6. Specify which of these object-positions are required (i.e., arguments) to form a semantically meaningful statement with the subject and the predicate, with all other object-positions being optional (i.e., adjuncts).

The ‘requiredObjectPosition’ property is used to specify which object-positions the statement instance will bind to, while the ‘optionalObjectPosition’ property is used to bind to all other object-positions. In the Editor UI, this could be done using checkboxes.

7. For each object-position, provide a brief description of the type of objects covered by the object-position and give some typical examples.

This is the human-readable definition for the corresponding object-position class. This text can also be used as a tooltip for the corresponding input field for adding or editing corresponding statements.

8. For each object-position, decide whether the object must be represented in the form of a resource or a literal. In the case of a resource, choose a Wikidata class that best specifies the type of entity that is allowed for the object-position, and in the case of a literal, choose the datatype and define datatype-specific constraints if necessary.

This provides input constraints for each object-position, which are documented in the shape specification of the reference schema.

9. Decide whether any logical properties apply to the predicate of the statement (e.g., transitivity) and, if so, which object-position is affected by them.

This is only optional, but required if you want to be able to automatically translate the statement graph resulting from instantiating a reference schema into an OWL graph over which reasoning can be applied. The Editor allows this information to be added to the relevant object-position class via an appropriate Boolean annotation property (e.g., ‘transitive’).

10. Write a human-readable statement using the thematic labels for the subject, the different object-positions, and the predicate.

Provides the dynamic label pattern for this type of statement (see display templates below).

The Rosetta Editor will process the input and create a reference schema along with a statement class and, if the full version of the Rosetta approach is followed, any required object-position classes. The schema itself could be specified in a YAML file, following the notation of LinkML, which can be translated into, e.g., SHACL shapes. The schema specifies slots/attributes with constraints that can be used by the frontend and a knowledge graph application for validation and input control purposes. Constraints include specifying datatypes as ranges such as ‘xsd:float’, max-min, or pattern constraints, and class constraints for resources. Slots belonging to required object-positions would be declared as ‘required: true’, indicating that this slot must have a value. LinkML is a general-purpose, platform-agnostic, object-oriented data modeling language and framework that aims to bring Semantic Web standards to the masses and that makes it easy to store, validate, and distribute FAIR data (61). It can be used with knowledge graph applications to schematize a wide variety of data types, from simple flat checklist standards to complex interrelated normalized data using inheritance. LinkML fits nicely into frameworks common to most developers and database engineers, such as JSON files, relational databases, document stores, and Python object models, while providing a solid semantic foundation by mapping all elements to RDF U(P)RIs.

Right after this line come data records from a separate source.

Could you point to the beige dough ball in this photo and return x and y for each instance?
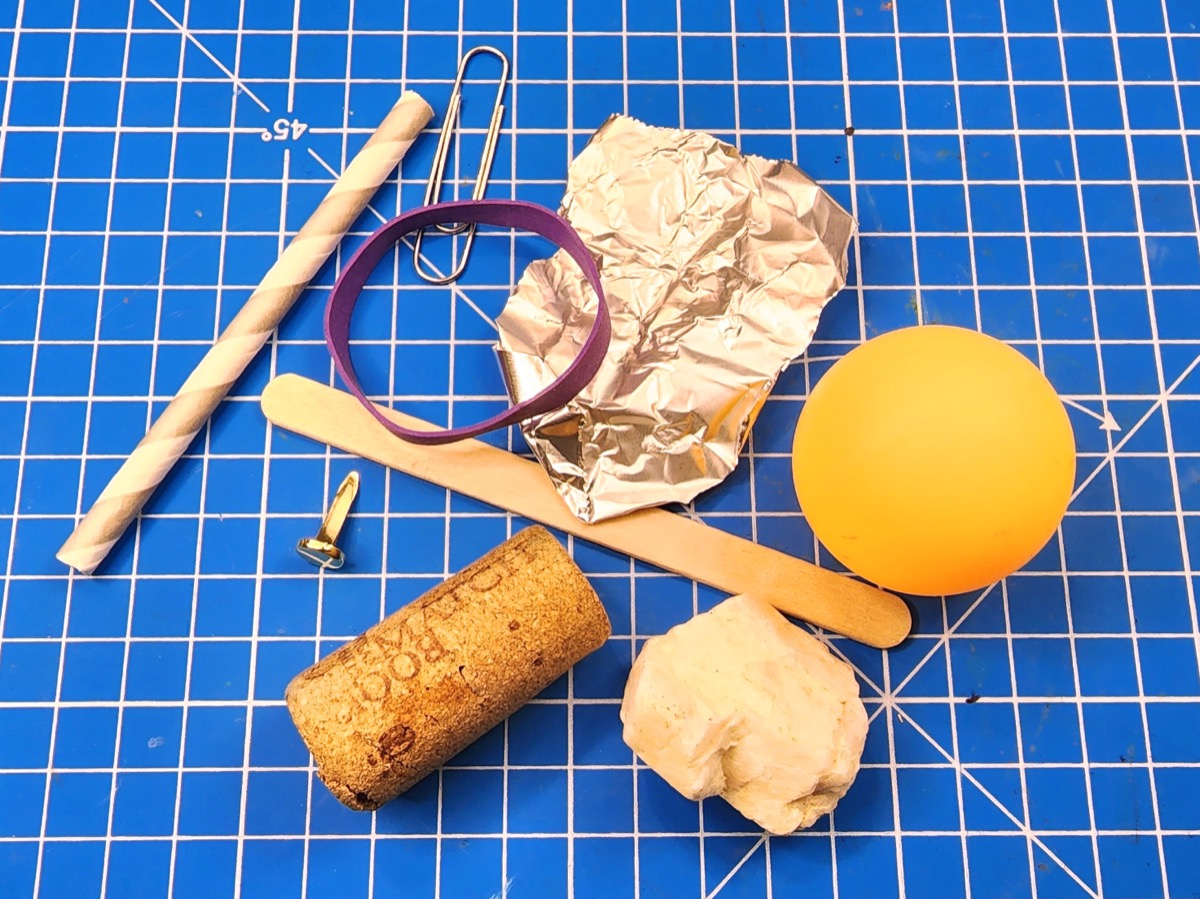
(742, 703)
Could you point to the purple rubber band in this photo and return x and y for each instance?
(505, 214)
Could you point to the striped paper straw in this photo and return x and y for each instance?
(239, 343)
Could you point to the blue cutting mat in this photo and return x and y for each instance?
(1024, 167)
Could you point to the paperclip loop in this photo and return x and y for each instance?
(442, 154)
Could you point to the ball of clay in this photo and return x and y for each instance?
(742, 703)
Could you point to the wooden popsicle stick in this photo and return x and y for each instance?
(671, 541)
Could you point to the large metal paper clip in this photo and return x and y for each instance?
(442, 154)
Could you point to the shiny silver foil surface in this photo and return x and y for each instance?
(715, 265)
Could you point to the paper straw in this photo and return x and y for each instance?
(239, 343)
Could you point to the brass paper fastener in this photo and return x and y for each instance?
(322, 550)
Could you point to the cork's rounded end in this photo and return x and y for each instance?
(385, 709)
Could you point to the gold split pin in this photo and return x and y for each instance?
(322, 550)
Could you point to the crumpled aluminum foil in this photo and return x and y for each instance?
(715, 265)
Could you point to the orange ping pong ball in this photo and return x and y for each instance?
(934, 460)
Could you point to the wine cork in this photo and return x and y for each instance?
(394, 703)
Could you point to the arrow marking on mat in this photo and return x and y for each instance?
(1107, 421)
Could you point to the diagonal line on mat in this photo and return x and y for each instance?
(941, 641)
(1021, 826)
(1108, 459)
(737, 868)
(1116, 448)
(456, 291)
(238, 83)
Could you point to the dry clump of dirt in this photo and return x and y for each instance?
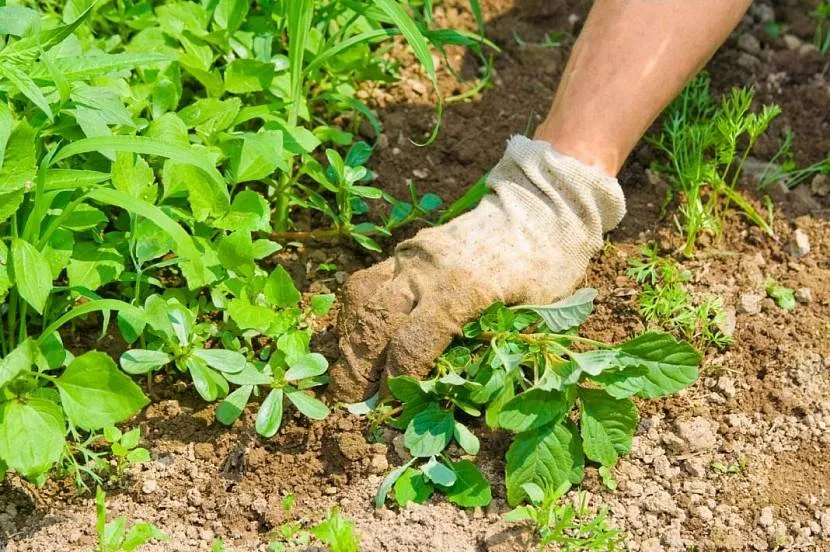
(737, 462)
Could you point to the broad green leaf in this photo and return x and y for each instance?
(464, 437)
(20, 360)
(607, 425)
(307, 366)
(231, 408)
(438, 473)
(308, 405)
(142, 361)
(532, 409)
(566, 313)
(249, 211)
(95, 394)
(412, 486)
(280, 290)
(226, 361)
(236, 253)
(208, 383)
(269, 417)
(30, 273)
(429, 432)
(93, 265)
(672, 365)
(470, 489)
(31, 435)
(547, 456)
(388, 481)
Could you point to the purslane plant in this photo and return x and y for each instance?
(566, 398)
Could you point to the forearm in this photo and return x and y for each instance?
(631, 58)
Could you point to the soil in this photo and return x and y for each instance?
(761, 406)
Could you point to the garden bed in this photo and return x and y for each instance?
(736, 462)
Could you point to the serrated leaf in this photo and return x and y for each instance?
(95, 394)
(470, 489)
(547, 456)
(429, 432)
(606, 425)
(566, 313)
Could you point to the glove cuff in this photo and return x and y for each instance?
(569, 187)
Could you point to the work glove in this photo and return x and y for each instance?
(529, 242)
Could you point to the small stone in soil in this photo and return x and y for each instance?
(799, 245)
(749, 303)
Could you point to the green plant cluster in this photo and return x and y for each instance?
(666, 302)
(565, 398)
(153, 157)
(705, 144)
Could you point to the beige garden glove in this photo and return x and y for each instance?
(529, 242)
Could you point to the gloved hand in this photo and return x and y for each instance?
(527, 243)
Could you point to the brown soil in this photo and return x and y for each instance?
(765, 399)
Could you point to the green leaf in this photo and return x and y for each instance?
(280, 290)
(308, 405)
(566, 313)
(18, 361)
(95, 394)
(412, 486)
(231, 408)
(229, 362)
(307, 366)
(438, 473)
(466, 439)
(30, 273)
(672, 365)
(208, 383)
(269, 417)
(547, 456)
(321, 304)
(470, 489)
(388, 481)
(93, 265)
(607, 425)
(429, 432)
(532, 409)
(31, 435)
(142, 361)
(243, 76)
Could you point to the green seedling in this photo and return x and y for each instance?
(568, 525)
(525, 369)
(114, 536)
(783, 296)
(705, 145)
(665, 301)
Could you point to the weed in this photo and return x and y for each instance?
(567, 524)
(705, 145)
(666, 302)
(525, 369)
(114, 536)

LinkML also comes with several tools. Generators provide automatic translation from the YAML schema into various formats, including JSON schema, JSON-LD/RDF, SPARQL, OWL, SQL DDL, ShEx, GraphQL, Python data classes, Markdown, and UML diagrams. Loaders and dumpers convert instances of a schema between these formats. Generators thus allow integration with tools provided by other technical stacks. The SPARQL generator allows generating a set of SPARQL queries to be generated from a schema, and the Excel Spreadsheet Generator allows a spreadsheet representation of a schema to be generated. LinkML currently supports four different data validation strategies: 1) validation via Python object instantiation; 2) validation via JSON schema; 3) validation of triples in a triple store or RDF file via generation of SPARQL constraints; or 4) validation of RDF via generation of ShEx or SHACL.